Let me preface this post by stating that I realize, support and live by the rules that exercise and diet are very important to your health and lifespan. I am certainly no iron man but I do like the treadmill, avoid too much red meat and fried foods and generally try to be healthy.
However my question is about the diametrical extremes of “being active”.
We all know that being a lazy fat ass who lives on fast food and a couch is going to die young and our society is filled with information on diet and healthy living to avoid that. But what about the other end of the spectrum? Those that push their bodies to extremes on a consistent basis.
Is there any empirical (probably not) or even anecdotal evidence along with opinion that you can in fact “wear out” your body, specifically your heart and other organs living on the extreme end of the exercise? By extreme I am talking lifelong extreme distance runners and the like.
Additionally, I wonder if any studies have been proposed to see if long term extreme exercise has led to a bodies vulnerability/increased exposure to diseases like cancer.
I have read many preliminary studies about calorie restriction leading to increased lifespan, leading me to think about the work load on your organs to digest and utilize the intake. Wouldn’t the same thing apply to very heavy wear and tear on your heart and other organs in long term extreme exercise?
While I know the body is nothing like a man made machine, it seems logical to at least consider you can wear out your body sooner by “red lining” it consistently in much the same way you would an engine.
I have definitely seen the issues with mobility, joints, overall comfort in football players like Earl Campbell. However I was more specifically asking things like heart failure.
If you are a lifelong marathon runner and generally get your heart rate in the 150+ range for extended periods, are you “wearing out” the muscle, the valves, et al?
Of course we need to point out here that (as the article points out) Jim Fixx was genetically predisposed to having heart issues, and his exercising, rather than being the cause of his death, probably kept him healthy longer than if he hadn’t been exercising.
I’ve heard of women essentially wrecking their bodies. What can happen is that they exercise so much that their body fat drops below what’s healthy for a woman, and they suffer what amounts to premature menopause (because fat produces estrogen). Their bones then can become brittle from osteoporosis, and if they try to tough it out they can cripple themselves.
Note that she has to really work at it to end up that bad off. It’s only logical that if you try to work anything too hard it’ll break.
According to this article (and others I just googled) endurance athletes like marathon runners, while they may have higher heart rates when they’re actively exercising, have unusually low heart rates the rest of the time. 40-50bpm, according to that article. So if you exercise strenuously for, say, four hours a day and relax the other twenty hours your heart probably beats fewer times each day than that of the average couch potato.
My wife, who goes to the gym regularly tells me that whenever she gets a checkup the first thing the nurse says when she measures her resting heart rate is “I can see that you’re keeping up with the exercise”.
(I go to the gym more than she does, and they don’t say that to me, though. Foo.)
wasn’t there a couple of olympic runners who this happened to? one was a woman who did drop dead of a massive heart attack and there was a guy nearly died and quit training. The woman was quite a while back (80 or 90’s) I want to say her name was kersee or something like that?
missed the edit frame, kind of short for those of us who don’t see or type well
anyway it wasn’t kersee who died it must have been a friend or relative also in the sport because I remember all the press about them being ultimate healthy and coroners report basicaoly broke down to a person needs at least minimal body fat for there organs to work and that was why the runners heart failed. I think I’ve also read that this occurs in anorexia too, might find something searching there.
did some google digging found several olympic athletes over the years dropping dead of heart failure very young, usually while playing.
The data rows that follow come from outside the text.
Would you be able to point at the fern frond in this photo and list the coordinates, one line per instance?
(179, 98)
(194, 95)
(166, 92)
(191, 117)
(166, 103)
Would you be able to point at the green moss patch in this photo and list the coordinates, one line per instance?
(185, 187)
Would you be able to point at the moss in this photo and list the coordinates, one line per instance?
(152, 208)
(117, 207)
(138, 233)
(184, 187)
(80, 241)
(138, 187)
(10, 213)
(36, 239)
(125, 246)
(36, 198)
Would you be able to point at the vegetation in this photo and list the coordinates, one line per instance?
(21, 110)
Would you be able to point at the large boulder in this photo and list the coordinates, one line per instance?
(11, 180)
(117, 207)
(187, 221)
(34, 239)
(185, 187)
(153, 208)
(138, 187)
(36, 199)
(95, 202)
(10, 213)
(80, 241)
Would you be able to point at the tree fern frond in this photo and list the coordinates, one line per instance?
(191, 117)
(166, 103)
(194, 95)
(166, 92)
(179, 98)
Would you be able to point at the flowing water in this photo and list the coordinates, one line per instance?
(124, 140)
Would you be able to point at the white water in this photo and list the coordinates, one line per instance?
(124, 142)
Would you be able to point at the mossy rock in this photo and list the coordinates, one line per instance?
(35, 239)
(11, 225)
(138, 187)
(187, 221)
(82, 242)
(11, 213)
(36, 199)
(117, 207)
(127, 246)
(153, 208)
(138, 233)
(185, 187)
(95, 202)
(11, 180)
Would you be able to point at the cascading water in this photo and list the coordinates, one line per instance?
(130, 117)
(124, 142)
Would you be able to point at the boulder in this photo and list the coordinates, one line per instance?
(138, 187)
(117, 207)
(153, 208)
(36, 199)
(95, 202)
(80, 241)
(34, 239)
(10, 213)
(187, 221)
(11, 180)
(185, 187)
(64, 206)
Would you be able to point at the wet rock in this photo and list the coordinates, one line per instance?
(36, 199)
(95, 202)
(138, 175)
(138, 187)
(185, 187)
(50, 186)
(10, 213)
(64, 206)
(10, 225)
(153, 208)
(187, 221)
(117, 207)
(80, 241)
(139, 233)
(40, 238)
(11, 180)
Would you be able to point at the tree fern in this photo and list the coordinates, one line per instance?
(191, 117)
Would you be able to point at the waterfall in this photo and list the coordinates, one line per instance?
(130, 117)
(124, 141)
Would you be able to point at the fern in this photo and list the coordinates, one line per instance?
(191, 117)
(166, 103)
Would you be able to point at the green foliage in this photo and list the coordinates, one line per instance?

sorry kind of dijointed long day and don’t feel well
You’re probably thinking of Florence Griffith Joyner, who was related (sister-in-law) to Jackie Joyner-Kersee. But she was a sprinter, not an endurance athlete, and died of epileptic seizure.
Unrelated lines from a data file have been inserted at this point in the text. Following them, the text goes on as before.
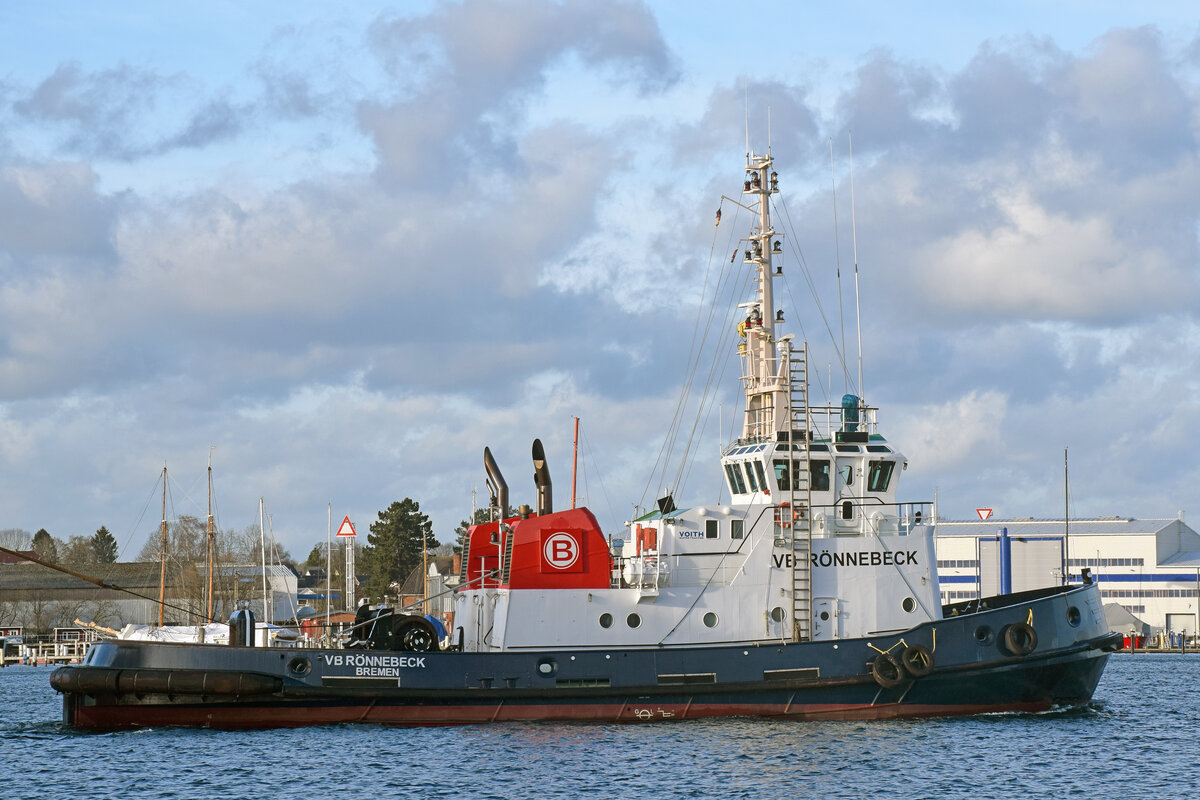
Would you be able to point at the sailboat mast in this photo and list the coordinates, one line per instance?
(1066, 519)
(162, 552)
(262, 535)
(211, 539)
(329, 563)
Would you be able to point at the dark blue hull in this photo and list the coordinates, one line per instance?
(975, 666)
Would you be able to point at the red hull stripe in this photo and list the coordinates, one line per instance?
(285, 716)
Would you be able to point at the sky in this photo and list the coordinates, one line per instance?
(339, 251)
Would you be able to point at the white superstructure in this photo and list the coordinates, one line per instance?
(813, 543)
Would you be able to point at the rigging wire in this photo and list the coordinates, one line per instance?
(837, 250)
(695, 352)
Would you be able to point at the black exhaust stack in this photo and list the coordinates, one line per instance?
(496, 485)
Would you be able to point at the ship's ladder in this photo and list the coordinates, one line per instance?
(799, 489)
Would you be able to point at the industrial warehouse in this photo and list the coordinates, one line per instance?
(1149, 567)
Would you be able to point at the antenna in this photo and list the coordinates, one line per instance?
(837, 250)
(853, 235)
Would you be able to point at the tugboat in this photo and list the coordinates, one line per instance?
(811, 594)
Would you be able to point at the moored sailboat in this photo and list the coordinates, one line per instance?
(813, 594)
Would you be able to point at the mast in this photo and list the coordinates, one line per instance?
(329, 564)
(858, 307)
(262, 535)
(211, 537)
(162, 554)
(1066, 519)
(575, 459)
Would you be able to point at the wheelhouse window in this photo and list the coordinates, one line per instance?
(819, 475)
(750, 477)
(762, 475)
(737, 485)
(847, 474)
(781, 475)
(880, 475)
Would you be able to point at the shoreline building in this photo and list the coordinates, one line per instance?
(1151, 567)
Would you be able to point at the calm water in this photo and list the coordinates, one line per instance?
(1138, 739)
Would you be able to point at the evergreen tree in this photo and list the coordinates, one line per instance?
(103, 545)
(394, 546)
(46, 546)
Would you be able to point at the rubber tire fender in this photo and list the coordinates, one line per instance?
(418, 636)
(887, 671)
(1020, 638)
(917, 660)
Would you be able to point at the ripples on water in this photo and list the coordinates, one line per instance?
(1137, 739)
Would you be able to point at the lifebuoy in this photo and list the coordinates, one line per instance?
(918, 661)
(1020, 638)
(887, 671)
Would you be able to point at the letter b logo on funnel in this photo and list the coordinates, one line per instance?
(561, 552)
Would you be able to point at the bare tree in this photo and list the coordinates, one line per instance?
(16, 539)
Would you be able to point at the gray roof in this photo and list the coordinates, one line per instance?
(1030, 527)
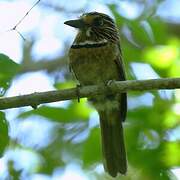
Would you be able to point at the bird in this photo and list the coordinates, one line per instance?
(95, 58)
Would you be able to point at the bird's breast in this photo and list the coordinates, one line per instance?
(94, 65)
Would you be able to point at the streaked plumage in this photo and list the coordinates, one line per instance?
(95, 58)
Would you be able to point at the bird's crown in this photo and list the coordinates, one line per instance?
(95, 26)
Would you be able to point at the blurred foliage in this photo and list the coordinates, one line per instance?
(8, 68)
(151, 130)
(4, 137)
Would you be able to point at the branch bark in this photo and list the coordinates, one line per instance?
(36, 99)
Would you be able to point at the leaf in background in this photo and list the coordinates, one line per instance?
(8, 68)
(4, 138)
(92, 148)
(74, 112)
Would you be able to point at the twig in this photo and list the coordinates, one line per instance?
(20, 21)
(88, 91)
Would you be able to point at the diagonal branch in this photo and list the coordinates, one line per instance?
(88, 91)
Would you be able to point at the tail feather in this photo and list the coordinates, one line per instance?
(113, 143)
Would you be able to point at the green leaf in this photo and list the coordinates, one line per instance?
(4, 138)
(74, 112)
(8, 68)
(92, 148)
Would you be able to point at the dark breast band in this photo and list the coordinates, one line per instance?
(78, 46)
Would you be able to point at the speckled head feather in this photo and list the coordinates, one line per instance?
(96, 27)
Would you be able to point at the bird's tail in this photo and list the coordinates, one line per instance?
(113, 142)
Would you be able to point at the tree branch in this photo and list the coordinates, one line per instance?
(88, 91)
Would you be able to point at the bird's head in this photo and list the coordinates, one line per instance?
(96, 26)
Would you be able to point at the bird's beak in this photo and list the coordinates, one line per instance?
(78, 23)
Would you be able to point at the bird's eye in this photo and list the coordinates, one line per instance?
(98, 21)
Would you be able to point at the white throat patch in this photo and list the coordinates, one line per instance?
(87, 42)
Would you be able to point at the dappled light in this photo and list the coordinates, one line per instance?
(62, 140)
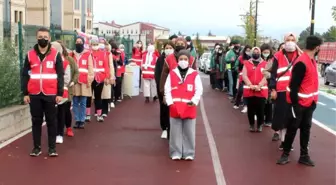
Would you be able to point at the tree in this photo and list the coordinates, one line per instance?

Perhaps some summary of those studies would be useful.
As per the full article of the second link,
That article then documented some findings consistent with myocardial fibrosis (“LGE”) in a group of 12 older male veteran lifelong and still competing endurance athletes average age 57, more in those who did the most marathons and ultramarathons.
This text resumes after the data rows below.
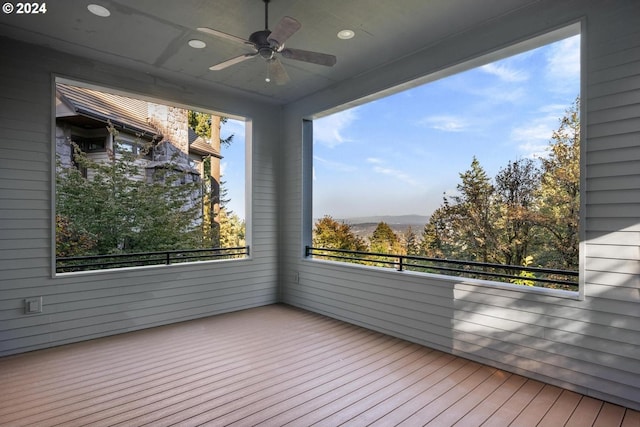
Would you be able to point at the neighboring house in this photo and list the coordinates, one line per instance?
(83, 115)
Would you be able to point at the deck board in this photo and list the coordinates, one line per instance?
(274, 366)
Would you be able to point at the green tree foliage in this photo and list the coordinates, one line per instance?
(411, 242)
(470, 215)
(200, 123)
(331, 234)
(516, 217)
(527, 213)
(559, 193)
(232, 230)
(120, 210)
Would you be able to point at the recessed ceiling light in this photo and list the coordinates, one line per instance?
(197, 44)
(346, 34)
(96, 9)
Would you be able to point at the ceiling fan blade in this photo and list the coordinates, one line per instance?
(308, 56)
(232, 61)
(277, 71)
(285, 29)
(225, 36)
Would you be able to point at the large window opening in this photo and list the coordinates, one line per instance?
(142, 182)
(475, 175)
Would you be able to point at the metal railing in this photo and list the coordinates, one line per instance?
(532, 276)
(100, 262)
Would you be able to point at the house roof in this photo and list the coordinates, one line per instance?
(198, 145)
(123, 112)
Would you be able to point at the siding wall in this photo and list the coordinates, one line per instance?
(90, 305)
(590, 345)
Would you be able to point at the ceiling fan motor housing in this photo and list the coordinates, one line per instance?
(260, 39)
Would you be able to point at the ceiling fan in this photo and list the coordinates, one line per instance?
(268, 44)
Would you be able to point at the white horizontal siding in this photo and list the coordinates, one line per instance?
(84, 306)
(590, 345)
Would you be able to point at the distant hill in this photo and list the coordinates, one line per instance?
(389, 219)
(365, 226)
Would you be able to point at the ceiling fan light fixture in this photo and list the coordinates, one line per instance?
(346, 34)
(98, 10)
(197, 44)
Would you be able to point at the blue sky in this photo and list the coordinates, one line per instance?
(232, 166)
(399, 154)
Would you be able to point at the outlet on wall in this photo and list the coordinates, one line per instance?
(33, 305)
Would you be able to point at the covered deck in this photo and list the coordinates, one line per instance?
(277, 365)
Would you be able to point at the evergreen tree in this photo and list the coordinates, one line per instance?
(121, 212)
(411, 242)
(200, 123)
(516, 185)
(331, 234)
(471, 215)
(559, 194)
(385, 241)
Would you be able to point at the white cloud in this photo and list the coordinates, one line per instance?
(395, 173)
(329, 164)
(505, 73)
(330, 130)
(563, 62)
(445, 123)
(532, 138)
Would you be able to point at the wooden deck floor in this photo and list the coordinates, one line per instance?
(275, 366)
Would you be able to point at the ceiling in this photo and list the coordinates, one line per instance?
(151, 36)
This finding has been replicated in a larger study of veteran runners (and in rats, in whom it was documented that arrhythmias were more easily induced).
So possibly the extreme end of endurance training can increase the risk of fibrosis which in turn may increase the risk of arrhytmias.
A doctor once told me that “study [and it was in the singular] has shown” that people who run on average live longer than people who don’t - by about the same amount of time they spend running. I chose not to verify that statement, because I liked it. I still do. And I still don’t. Run that is.